The Samovar

Literate or illiterate or semiliterate and receiving money

Gary - 5/4/2008 at 14:00

This Money Transfer Form / Domestic Money Order for 1 ruble was sent in 1906. Please feel free to add information or provide corrections.

From: Drogichin II, Grodno gub. 12 August 1906, serial 2. Listed as being on the Polesskiya railways in 1915.
To: Antopol', Grodno gub., arriving 13 August 1906. Note the large and small postmarks for receipt and dispatch using different serial numbers.

Antopol' was approximately 16 miles from Drogichin.

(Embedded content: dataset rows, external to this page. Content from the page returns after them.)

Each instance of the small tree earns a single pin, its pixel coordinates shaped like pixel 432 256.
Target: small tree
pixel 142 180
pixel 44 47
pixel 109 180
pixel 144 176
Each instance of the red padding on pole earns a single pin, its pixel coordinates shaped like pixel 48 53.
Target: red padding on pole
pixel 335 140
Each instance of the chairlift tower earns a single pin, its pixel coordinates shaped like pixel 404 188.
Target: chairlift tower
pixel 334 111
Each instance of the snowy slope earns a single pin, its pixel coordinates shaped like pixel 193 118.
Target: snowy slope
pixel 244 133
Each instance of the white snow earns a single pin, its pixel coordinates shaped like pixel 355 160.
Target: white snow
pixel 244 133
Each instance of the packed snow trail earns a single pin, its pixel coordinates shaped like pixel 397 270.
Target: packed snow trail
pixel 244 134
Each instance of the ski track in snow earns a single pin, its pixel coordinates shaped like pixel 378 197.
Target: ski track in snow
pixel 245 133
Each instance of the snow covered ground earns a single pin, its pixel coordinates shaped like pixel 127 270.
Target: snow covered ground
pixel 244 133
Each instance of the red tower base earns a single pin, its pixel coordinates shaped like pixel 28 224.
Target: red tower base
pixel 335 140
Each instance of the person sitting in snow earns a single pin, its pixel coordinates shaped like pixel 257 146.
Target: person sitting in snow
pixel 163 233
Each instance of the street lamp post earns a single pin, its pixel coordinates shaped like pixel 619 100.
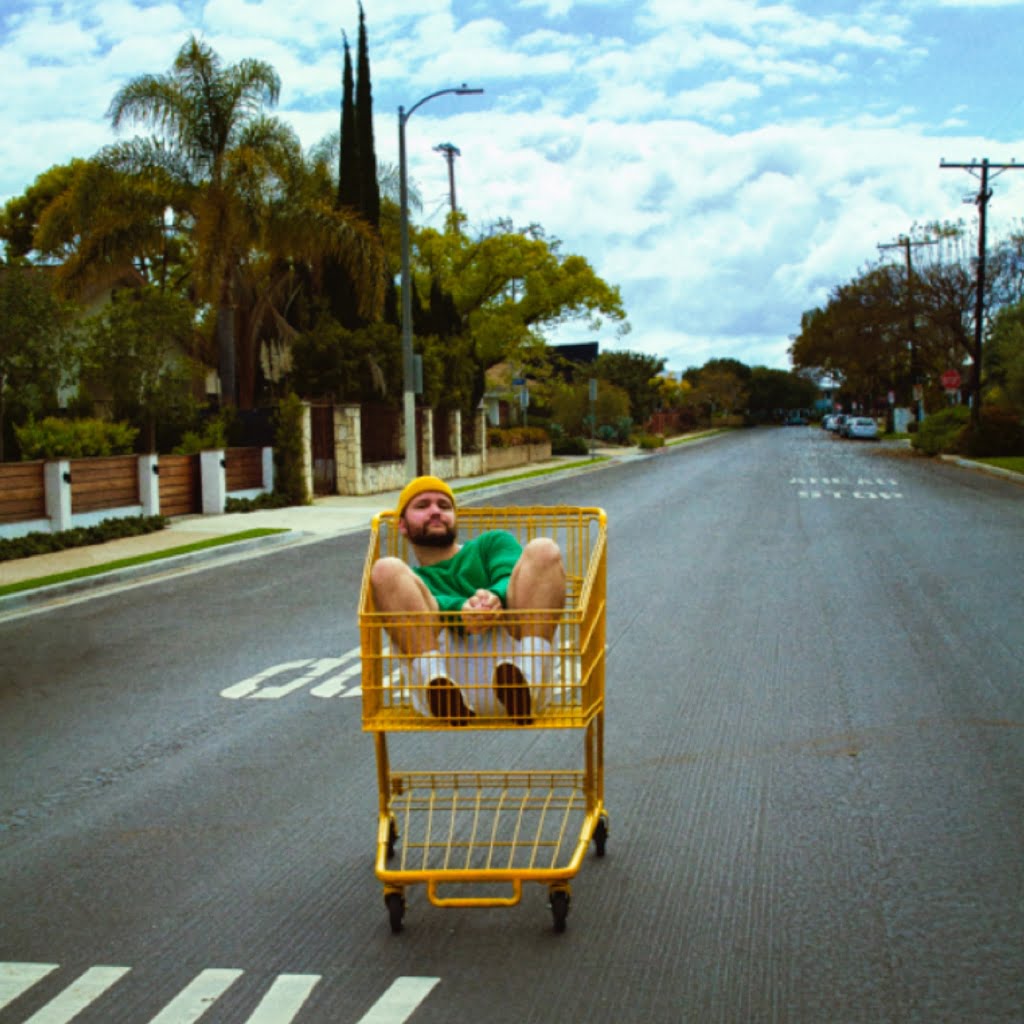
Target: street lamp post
pixel 408 363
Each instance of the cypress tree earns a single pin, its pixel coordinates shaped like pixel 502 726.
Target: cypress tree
pixel 370 197
pixel 348 163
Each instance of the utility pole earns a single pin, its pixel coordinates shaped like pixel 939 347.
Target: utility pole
pixel 981 200
pixel 450 152
pixel 905 244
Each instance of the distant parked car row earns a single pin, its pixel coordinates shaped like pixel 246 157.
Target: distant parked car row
pixel 851 426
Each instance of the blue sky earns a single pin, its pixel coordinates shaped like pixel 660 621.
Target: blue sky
pixel 724 162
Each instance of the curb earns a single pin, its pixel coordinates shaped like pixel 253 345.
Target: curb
pixel 981 467
pixel 156 566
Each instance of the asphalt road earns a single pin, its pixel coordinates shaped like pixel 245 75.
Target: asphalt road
pixel 815 741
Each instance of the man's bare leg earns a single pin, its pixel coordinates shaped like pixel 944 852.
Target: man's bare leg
pixel 538 586
pixel 538 583
pixel 398 590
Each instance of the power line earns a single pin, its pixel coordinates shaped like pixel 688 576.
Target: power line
pixel 984 195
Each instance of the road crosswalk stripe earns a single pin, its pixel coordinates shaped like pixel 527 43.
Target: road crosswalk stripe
pixel 197 996
pixel 397 1004
pixel 284 999
pixel 78 995
pixel 281 1004
pixel 18 978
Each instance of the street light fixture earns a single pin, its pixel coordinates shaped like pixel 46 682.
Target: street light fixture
pixel 408 363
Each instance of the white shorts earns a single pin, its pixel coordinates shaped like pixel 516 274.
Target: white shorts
pixel 470 659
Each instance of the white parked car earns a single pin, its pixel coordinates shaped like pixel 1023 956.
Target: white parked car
pixel 861 426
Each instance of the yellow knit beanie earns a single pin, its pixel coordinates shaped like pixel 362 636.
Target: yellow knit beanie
pixel 418 486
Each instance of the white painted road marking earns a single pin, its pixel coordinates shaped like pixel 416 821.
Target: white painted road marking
pixel 302 673
pixel 197 996
pixel 397 1004
pixel 281 1005
pixel 284 999
pixel 18 978
pixel 78 995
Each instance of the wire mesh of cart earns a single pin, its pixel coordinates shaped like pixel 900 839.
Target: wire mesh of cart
pixel 474 838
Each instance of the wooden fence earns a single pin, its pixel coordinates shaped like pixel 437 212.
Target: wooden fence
pixel 110 482
pixel 23 491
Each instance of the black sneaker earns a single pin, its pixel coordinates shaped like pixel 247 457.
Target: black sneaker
pixel 513 692
pixel 445 701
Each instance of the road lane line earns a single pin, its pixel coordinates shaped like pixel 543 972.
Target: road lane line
pixel 284 998
pixel 198 996
pixel 18 978
pixel 334 685
pixel 253 683
pixel 399 1001
pixel 78 995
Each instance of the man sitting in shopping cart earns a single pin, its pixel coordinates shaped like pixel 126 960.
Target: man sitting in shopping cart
pixel 483 592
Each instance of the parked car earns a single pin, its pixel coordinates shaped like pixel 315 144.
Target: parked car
pixel 862 426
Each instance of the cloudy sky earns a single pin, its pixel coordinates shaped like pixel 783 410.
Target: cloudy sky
pixel 724 162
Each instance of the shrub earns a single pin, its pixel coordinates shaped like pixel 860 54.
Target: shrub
pixel 514 436
pixel 943 431
pixel 569 445
pixel 109 529
pixel 649 441
pixel 999 432
pixel 56 438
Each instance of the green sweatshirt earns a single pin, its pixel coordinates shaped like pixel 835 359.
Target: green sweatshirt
pixel 482 563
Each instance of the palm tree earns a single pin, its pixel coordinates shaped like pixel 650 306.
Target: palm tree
pixel 215 139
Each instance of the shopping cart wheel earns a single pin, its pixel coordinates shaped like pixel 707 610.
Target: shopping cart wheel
pixel 559 899
pixel 395 909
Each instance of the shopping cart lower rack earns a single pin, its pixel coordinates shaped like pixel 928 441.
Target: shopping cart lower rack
pixel 473 838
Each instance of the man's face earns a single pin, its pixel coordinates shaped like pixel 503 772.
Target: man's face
pixel 429 520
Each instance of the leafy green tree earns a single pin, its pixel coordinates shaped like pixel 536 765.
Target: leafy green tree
pixel 637 375
pixel 38 347
pixel 772 390
pixel 1005 356
pixel 510 288
pixel 135 352
pixel 216 141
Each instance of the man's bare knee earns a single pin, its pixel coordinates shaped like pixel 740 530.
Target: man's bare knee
pixel 544 553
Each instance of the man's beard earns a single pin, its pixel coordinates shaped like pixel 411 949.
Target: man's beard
pixel 427 538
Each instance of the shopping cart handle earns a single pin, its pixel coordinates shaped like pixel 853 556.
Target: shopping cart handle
pixel 439 900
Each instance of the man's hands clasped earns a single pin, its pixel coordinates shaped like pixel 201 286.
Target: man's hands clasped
pixel 480 611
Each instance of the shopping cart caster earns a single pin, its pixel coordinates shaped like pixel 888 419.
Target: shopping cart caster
pixel 395 903
pixel 559 900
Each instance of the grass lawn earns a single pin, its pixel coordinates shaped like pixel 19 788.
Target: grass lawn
pixel 1015 463
pixel 15 588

Both are listed as small towns in 1915/1916. According to Robinson and Kiryushkin, Drogichin and Anatopol' changed status to a PO in 1891 and to a PTO in 1900. Both are in Belarus today.

When delivering the money, the addressee had to sign for it. One encounters many auxiliary marks used by the various office with the same basic information. If the person was not literate and could not write, we often note the phrase "negramotnii/aya" in manuscript, if the person could not sign for the item.

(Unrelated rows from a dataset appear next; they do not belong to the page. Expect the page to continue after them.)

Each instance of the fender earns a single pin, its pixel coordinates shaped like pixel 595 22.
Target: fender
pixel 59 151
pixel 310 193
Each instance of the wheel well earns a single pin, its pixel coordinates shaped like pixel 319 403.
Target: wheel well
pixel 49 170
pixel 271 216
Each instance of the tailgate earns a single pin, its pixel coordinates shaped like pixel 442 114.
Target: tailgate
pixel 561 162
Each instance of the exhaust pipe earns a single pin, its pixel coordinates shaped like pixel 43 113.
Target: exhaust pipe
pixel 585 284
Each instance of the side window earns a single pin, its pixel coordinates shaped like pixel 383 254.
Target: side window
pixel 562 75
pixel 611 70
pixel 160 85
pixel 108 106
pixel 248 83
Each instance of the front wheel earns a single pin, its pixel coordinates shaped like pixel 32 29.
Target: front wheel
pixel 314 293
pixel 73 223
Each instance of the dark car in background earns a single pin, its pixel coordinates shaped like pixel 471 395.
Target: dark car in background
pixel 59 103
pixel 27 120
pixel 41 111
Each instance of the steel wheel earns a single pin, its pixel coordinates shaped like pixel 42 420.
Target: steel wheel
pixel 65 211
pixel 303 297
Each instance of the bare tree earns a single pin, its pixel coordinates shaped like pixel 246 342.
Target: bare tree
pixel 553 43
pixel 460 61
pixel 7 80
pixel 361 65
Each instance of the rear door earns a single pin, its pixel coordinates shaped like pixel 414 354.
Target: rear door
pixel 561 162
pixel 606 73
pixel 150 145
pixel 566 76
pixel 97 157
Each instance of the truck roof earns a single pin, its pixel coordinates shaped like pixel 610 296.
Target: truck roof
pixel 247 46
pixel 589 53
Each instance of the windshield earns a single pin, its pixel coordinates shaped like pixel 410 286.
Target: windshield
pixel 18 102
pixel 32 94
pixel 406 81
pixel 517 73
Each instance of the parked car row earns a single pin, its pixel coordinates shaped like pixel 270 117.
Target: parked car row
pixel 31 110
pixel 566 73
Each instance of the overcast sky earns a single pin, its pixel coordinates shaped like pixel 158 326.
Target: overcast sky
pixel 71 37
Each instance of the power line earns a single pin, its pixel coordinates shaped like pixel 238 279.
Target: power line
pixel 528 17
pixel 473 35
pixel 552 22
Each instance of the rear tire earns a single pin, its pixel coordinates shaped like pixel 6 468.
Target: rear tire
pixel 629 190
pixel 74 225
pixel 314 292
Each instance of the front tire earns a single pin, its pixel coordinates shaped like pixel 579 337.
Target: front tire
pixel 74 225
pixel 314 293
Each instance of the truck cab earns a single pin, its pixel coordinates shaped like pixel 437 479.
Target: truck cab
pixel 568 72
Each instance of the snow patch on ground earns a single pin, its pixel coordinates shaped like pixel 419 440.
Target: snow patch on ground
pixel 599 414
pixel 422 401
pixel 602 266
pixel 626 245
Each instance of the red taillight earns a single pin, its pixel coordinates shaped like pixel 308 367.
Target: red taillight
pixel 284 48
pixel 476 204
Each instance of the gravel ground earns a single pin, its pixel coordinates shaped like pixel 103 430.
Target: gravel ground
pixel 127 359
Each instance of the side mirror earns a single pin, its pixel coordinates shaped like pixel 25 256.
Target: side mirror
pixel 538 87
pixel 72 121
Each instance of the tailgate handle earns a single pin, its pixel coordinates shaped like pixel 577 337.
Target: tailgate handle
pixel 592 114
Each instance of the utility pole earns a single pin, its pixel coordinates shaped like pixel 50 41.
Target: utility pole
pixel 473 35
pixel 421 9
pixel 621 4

The cachet on this form presents a slightly different picture, i.e., a person could be literate (gramotnii), illiterate (ne-gramotnii), or only a semiliterate (malo-gramotnii). The cachet reads:

na _____ rub. _ kop.
vydan po/malo gramotnomu poluchatelyu ---
(manuscript) pod rospisku na povestke -----
Nachal'nik Pochtovo-
???
signed

Since the part about literacy has been crossed out in total, I still do not see a signature from the addressee. What did the Russians use to evaluate the 3 levels of literacy back then?

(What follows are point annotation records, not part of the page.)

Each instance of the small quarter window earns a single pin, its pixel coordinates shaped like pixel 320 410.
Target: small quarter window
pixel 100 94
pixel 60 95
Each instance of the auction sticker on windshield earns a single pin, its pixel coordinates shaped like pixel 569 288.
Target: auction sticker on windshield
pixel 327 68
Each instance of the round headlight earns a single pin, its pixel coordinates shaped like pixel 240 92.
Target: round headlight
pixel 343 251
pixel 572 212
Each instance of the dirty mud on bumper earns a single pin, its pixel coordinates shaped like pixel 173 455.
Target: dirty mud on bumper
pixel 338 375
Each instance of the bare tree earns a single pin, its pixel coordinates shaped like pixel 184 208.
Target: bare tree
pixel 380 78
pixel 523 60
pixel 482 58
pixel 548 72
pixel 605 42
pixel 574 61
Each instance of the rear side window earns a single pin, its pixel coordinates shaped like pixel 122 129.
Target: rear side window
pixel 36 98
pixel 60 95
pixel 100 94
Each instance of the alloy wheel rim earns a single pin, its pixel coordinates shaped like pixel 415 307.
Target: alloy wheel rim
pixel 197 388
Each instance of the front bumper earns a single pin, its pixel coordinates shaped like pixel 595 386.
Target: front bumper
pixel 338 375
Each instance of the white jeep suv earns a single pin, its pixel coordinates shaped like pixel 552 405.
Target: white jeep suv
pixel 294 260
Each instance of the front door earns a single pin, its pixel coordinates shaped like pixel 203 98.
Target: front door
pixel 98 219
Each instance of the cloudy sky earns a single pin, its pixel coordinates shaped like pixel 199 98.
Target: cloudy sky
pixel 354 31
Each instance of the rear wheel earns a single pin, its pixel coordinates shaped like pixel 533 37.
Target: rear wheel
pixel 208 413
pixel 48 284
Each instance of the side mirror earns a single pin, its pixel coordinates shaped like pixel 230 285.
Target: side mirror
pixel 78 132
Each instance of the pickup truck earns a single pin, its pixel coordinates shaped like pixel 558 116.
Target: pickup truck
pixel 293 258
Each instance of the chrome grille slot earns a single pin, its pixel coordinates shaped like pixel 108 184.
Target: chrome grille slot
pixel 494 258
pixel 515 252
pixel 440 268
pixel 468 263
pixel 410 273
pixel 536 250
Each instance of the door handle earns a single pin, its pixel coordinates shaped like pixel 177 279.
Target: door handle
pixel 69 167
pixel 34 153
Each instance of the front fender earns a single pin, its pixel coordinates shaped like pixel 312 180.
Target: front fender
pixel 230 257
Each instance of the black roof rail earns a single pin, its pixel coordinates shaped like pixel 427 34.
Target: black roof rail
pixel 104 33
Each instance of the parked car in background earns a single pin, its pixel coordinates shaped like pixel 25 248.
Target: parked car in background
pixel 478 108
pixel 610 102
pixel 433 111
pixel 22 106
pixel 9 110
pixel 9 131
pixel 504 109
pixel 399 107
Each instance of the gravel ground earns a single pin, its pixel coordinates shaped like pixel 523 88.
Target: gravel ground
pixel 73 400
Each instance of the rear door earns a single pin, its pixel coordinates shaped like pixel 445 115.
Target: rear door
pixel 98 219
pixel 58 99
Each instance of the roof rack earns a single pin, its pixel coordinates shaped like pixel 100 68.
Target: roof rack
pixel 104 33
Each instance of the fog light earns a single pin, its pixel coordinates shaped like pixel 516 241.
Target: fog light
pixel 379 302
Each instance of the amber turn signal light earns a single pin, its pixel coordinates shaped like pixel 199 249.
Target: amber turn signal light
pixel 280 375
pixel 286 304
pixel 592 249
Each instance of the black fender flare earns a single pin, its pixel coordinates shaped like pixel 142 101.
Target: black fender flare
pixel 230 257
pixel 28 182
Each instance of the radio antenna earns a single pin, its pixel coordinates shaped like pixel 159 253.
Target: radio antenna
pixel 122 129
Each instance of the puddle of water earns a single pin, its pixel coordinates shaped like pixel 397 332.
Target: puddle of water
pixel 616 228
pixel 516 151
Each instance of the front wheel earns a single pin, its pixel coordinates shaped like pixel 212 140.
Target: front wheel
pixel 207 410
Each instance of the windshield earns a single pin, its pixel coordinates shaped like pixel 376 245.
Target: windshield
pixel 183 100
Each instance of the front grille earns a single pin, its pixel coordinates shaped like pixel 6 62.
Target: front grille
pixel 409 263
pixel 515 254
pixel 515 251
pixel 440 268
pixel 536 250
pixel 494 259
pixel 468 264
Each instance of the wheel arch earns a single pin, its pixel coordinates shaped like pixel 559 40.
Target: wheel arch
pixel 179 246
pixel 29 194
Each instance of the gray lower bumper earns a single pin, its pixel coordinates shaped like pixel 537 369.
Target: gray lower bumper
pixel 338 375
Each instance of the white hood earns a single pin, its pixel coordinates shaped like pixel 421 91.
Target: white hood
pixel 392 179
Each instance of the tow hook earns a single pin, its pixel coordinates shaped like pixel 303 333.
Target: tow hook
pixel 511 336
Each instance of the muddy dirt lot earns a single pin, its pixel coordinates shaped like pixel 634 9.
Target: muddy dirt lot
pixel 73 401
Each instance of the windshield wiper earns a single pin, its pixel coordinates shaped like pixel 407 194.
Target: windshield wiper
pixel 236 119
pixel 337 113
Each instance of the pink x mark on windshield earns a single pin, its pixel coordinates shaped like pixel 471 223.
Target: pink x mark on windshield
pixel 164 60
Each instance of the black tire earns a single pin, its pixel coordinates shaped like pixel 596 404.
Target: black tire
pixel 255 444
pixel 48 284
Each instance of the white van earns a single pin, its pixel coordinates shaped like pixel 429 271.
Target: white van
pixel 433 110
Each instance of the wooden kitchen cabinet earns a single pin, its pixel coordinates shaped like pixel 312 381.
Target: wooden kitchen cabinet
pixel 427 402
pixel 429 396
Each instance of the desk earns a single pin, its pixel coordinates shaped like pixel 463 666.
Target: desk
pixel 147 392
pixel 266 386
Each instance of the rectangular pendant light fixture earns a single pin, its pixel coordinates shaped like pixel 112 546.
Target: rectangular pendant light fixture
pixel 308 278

Thanks for any help. Front of MTF below



drog-front.jpg - 93kB

back of form

Gary - 5/4/2008 at 14:01





drog-back.jpg - 71kB

Unhinged - 5/4/2008 at 16:16

I don't know anything about levels of literacy, but I do notice that the stamp in the lower right of the front has had part of it crossed out. Why would the "tel." part have been obliterated on this one stamp? It sure doesn't look like an accident.

Gary - 5/4/2008 at 17:15

The tel. otd. part of the postmark pocht. tel. otd. could have been over inked or there was a piece of debris that got in the way. See the cancellation on the indicium since it looks OK.

David Jay - 5/4/2008 at 23:41

Interesting -- what does the Roman numeral II at the top mean?
Does it match the serial two, or indicate a second office, or?

Gary - 5/5/2008 at 06:16

According to Robinson and Kiryushkin, Drogichin II was located in Grodno gub. in Kobrin uezd. Drogichin (no letter) was located in Grodno gub. in Belostok uezd, but did not become a PTO until 1916. In the postal guides/lists, Drogichin is listed from 1871, while with a "I" or a "II" only from 1911 (source Reverse Sort).

In the 1915 Postal Guide, Drogichin is located as a stop on the Polessliya railways line from Brest to Elets at a distance of 91 v. from Brest. Drogichin II is listed as a small town (mestechko) with a PTO located 7.25 v. from Drogichin.

The 1916 Postal List helps clear it up a bit.

Drogichin I: a provincial town that has lost its status as an administrative center. Located on the route Drogichin I to Semyatichi (P.T.K.).

Drogichin II: a small town close to a location with the same name station on the Brest-Bryansk line of the Polesskiya Railways.